Mahit opened her mouth.

All the proximity alarms on the pilots’ deck of the Station went off at once.

INTERLUDE

TO consider the uses of meat.

Sustenance: meat that explodes on the tongues of us, the taste of heme and the texture of bundled muscle fiber, taurine tang and rich putrescene. A body requires meat, because a body is meat, and we, singing, take joy not only in the building of starflyers and cities, the investigation of natural processes and song-variants, but also the simple pleasure of taking in nutrients, energy, flavor.

Reuse: some bodies in a litter are not suitable for being persons, and all bodies eventually senesce and cease. But nothing made is lost, in the singing we: all bodies that are not persons or have ceased to be persons are reclaimed, used again, broken down into components, consumed as appropriate.
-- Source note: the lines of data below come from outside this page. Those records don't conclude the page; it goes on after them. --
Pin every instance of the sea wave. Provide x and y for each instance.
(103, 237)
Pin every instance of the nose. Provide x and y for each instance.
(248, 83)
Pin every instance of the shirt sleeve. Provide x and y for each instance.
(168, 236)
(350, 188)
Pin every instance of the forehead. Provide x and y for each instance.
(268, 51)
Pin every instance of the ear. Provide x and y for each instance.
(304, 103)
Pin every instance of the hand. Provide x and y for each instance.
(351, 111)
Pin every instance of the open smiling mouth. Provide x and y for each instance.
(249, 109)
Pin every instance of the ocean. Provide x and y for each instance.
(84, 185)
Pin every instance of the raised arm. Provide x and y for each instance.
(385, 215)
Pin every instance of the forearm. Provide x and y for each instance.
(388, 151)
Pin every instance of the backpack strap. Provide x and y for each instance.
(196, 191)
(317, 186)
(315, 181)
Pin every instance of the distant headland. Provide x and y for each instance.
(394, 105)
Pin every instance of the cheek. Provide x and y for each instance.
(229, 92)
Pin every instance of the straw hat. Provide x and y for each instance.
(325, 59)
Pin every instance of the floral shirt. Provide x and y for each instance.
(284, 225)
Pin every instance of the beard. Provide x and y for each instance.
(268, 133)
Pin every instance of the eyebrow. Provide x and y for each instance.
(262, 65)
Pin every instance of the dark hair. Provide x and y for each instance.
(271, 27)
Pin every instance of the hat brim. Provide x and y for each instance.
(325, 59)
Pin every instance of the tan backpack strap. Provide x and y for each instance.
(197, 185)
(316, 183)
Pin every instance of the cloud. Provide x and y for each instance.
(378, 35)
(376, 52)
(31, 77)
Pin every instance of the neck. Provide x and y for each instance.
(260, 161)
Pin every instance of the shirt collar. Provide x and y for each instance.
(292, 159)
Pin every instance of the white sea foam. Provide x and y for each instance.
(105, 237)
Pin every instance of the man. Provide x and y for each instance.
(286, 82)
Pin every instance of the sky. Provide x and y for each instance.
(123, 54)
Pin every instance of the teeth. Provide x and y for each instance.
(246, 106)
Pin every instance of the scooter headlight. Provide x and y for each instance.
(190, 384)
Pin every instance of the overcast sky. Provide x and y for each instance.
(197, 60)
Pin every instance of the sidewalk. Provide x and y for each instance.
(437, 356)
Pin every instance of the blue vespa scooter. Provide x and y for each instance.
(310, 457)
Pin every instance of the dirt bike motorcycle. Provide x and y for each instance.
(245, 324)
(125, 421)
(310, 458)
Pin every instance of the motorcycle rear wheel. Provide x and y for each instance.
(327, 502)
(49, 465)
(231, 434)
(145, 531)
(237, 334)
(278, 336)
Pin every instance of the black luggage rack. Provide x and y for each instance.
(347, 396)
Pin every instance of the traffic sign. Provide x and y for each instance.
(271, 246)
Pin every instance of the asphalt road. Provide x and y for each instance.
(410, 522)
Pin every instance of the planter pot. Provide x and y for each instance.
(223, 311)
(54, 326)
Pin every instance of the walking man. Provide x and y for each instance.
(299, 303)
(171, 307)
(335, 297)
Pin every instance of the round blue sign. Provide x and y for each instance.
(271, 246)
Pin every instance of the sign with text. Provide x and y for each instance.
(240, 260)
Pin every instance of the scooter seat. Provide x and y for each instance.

Skilclass="underline" all bodies are meat, and each body’s meat and genetics and experience create skill. To consider the uses of meat in this way is to invite the consideration of grief. All bodies senesce, or are damaged beyond repair, and are no longer a voice harmonizing; to know loss of voices is to know grief, to know lack, to cease from singing and to lament.

To consider the uses of this meat, however, is methodologically complex. There are two bodies of this type of meat, carved neatly out of their starflyers like a claw scoops shellfish from the clasp of abalone. The two bodies did not come to the we at the same time, though they came from the same sort of starflyer: the starflyers that originate from the void-home the meat has built on the other side of the nearest jumpgate to a far-from-center dirt-home of we.

They are not persons.

They think language.

But they react as if they were persons. A single pattern, repeated: but only in how they fly their starflyers, their understanding of vector and thrust. In all other ways they are not persons, they do not hear the singing of we, they are sustenance and skill alone. Save for that pattern. Save for piloting.

After a time, they are no longer skill, but only sustenance. We, singing, wonder if the taste of them will import their singular pattern into the harmony of us: it is a puzzlement that the taste of them is merely taste.

Aknel Amnardbat spends more time alone than she knows she ought to. She’s the Councilor for Heritage, after all—she has six voices of other Councilors for Heritage echoing down her imago-line for company, to begin with, and besides that chain of memory, she is Heritage, culture and community and everything that makes Lsel Station itself, and she remembers being a person who went to every ridiculous local art event she could find on the Station intranet. Bad holofilm documentaries and new kinds of music, kids yelling poetry in bars, song-and-dance ensembles, zero-g dance, that one year she’d been obsessed with an imagoless restaurateur who had come up with a new way of using fungi and capsaicin and aldehydes to create meals that were an impossible sense-explosion—before she was Councilor, she had known the Station like she knew her own body.

It’s more difficult now. She’s Heritage. When she arrives at an event, it’s either a statement of official approval or a message that the event might be sanctioned. She doesn’t know when that started happening. When she stopped being trusted, even when she was at something that didn’t even have a hint of Teixcalaanli cultural infiltration—something she’d never have even considered censoring—

It doesn’t matter. She’s Heritage, and she isn’t alone—she has all of Lsel Station with her, all its history and its people to watch over. She comes to the station’s secret heart, the imago-machine repository, whenever she feels too much like her office has built a glass cage between her and her home. All the memories of the Station’s imago-lines, in her safekeeping here, where she stands now.

An echo, imago-memory flare, emotion quickly repressed: Except those you mar.